Training, export and publish workflow

  • Configure via Hydra.
  • Call the actual training script in a run_training.sh bash script.
  • Store experiments under experiment/<experiment>/<run> inside the model folder.
  • In each run's output folder, store TensorBoard logs, the trained model and its config.
  • I want to inspect the best model visually with the Gradio demo.py.
  • I want to export the model to ONNX and config.json via export.py to be able to load it in the inference code after uploading to HF-Hub. The export script should take --checkpoint, --output-dir and --export flags.
  • Validate the ONNX export against PyTorch checkpoint with a Jupyter notebook. I am reviewing the notebook manually.
  • Upload the ONNX model via export.py --upload after validation passes.

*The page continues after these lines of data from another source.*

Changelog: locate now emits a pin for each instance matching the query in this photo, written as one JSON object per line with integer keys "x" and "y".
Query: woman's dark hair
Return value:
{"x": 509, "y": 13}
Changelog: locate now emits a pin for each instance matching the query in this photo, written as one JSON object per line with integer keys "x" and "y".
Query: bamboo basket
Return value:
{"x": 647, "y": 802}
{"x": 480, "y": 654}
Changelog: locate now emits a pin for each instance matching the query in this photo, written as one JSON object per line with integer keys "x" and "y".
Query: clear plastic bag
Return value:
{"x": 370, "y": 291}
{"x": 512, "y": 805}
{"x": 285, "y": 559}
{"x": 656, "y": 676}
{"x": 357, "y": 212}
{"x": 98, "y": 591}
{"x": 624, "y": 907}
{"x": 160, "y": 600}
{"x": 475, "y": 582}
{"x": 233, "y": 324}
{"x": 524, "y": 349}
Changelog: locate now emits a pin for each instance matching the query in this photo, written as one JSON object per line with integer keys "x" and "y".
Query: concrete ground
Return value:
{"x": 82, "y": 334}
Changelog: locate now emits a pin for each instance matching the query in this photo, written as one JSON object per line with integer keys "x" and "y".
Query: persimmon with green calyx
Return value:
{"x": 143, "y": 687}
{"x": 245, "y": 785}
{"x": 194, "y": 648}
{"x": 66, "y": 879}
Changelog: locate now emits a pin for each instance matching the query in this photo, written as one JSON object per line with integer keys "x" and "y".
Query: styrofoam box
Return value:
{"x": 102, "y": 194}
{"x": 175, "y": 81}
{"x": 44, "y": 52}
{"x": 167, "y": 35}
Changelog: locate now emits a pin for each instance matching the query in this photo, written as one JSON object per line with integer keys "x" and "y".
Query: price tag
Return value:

HuggingFace artifact naming

  • Model repo: PellelNitram/xournalpp-htr-<model-name>.
  • Dataset repo: PellelNitram/xournalpp_htr_<dataset>.

Required docs sections

Each docs/models/<model_name>.md page should contain, in order:

  1. Short intro (what the model does, source link, ADR refs).
  2. GPU training setup — step-by-step from clone → install → dataset → train → eval → demo → export → validate → upload.
  3. Inference — minimal from_pretrained() usage example.
  4. Best model — checkpoint path, key metric and experiment reference of the current overall best performing model. Update this section whenever a new experiment beats the previous best.
  5. Experiments — log of training experiments, newest first, using the template below.
  6. Current status — what is implemented, known issues.
  7. Outlook — planned follow-ups.

Experiments log template

### <date> — <short title>

- **Hypothesis:** what question this experiment is meant to answer.
- **Setup:** dataset split, config overrides, code revision (commit hash).
- **Command:** the exact training/eval command used.
- **Results:** key metrics, path to artefacts under `experiments/`,
  TensorBoard run name.
- **Best model:** checkpoint path and metric value of the best performing
  model from this experiment (e.g. `experiments/exp1/run3/best.ckpt —
  CER 4.2%`). If this is the overall best model across all experiments,
  note that explicitly.
- **Conclusion:** what was learned and what to try next.